Plot: Alex has a troubled existence, one that has him wandering the land and almost always engaged in combat. He fights anyone and everyone, including entire schools of kung fu masters. His friend loves to fight too, but doesn’t have the skills of Alex, so he just travels with him. Alex’s friend also loves to stir up trouble and start fights, then have Alex step in and finish the conflicts. Alex has great fighting skills, but he is haunted by the memories of his childhood when he saw his father lose a fight. This is how he winds up against a powerful gangster known as The Leopard, as he sees some thugs trying to humiliate an old man in front of his grandson. After Alex dispatches the thugs, he learns of The Leopard and his hold over the village. But even if Alex could defeat The Leopard and his henchmen, can he ever overcome his trouble past and make peace with what happened back then?
Entertainment Value: Dragons Never Die is also known as Kung Fu: 10th Dan, but its never been easy to track down under either title. The story here is kind of odd, since this dude is just haunted by his dad losing a fight, which seems rather extreme. I get the honor thing and the spirit of competition, but Alex really should have just moved on with his life, I think. Despite the somber tone of his father’s defeat (shown here in murderous red soaked flashbacks), Dragons Never Die has a comedic slant in most scenes. There’s even a scene where the fighting is sped up to chipmunk level speed, which is of course, an unusual sight. The movie takes a more serious turn toward the last half hour, but until then, the tone is light and even goofy at times. There’s a lot of action and not much down time between fights, which is nice. A slower pace does kick in toward that shift in tone, but it goes with the narrative, so it makes sense. This movie isn’t going to convert any non believers, but if you’re into wacky chop socky movies, Dragons Never Die is well worth a chance.
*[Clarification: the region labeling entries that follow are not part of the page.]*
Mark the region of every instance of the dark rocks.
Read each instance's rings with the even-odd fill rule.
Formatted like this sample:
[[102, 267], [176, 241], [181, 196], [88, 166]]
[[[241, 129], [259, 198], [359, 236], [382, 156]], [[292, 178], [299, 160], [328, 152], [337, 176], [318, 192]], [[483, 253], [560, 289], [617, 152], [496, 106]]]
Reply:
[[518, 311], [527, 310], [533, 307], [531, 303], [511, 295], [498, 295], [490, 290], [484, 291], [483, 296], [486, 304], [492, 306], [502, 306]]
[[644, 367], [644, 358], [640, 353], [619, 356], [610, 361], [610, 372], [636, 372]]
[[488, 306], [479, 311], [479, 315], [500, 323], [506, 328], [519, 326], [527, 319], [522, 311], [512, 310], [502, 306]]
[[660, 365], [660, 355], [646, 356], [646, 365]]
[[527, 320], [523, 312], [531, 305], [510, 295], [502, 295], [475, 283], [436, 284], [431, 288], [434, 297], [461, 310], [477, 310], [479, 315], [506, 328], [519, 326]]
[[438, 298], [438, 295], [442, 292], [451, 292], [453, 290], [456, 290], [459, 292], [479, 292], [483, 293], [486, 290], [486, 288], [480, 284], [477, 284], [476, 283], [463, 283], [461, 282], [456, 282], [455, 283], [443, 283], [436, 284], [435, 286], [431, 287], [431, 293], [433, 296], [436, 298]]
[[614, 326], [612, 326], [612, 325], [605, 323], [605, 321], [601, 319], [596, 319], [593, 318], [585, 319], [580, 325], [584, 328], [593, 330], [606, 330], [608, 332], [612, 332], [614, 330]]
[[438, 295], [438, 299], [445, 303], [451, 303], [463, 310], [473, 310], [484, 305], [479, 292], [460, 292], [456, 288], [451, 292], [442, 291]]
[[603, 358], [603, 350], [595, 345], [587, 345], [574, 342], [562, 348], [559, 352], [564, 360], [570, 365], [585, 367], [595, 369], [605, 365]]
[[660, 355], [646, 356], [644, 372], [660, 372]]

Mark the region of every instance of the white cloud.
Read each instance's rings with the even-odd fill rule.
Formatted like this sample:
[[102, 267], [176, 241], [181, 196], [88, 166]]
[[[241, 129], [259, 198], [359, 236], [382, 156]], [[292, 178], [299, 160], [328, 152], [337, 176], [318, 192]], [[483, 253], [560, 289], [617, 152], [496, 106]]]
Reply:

One girl gets topless after she gets worked up watching hot blacksmith action, needed to take a bath to cool down. Our comic foil comes in and ruins her bath of course, which is always fun. No blood, but lots of chop socky style violence. I mean a lot, as Dragons Never Die is petal to the metal action in most stretches, with a short respite toward the end, then it ramps right back up again. The fights aren’t that intricate, but are rock solid and are a lot of fun to watch. For a movie with so much comedy, you might be surprised how effective the fight scenes are in this one. The English language track is totally off the wall, or at least I assume it is. The broken English is hilarious and the voices don’t mesh well with the characters, just goofy stuff. A lot of hilariously bad lines that just add to the film’s comedic slant. Aside from the voice work and blood red flashbacks, there isn’t much crazy about Dragons Never Die, so it remains pretty grounded within the chop socky expectation spectrum.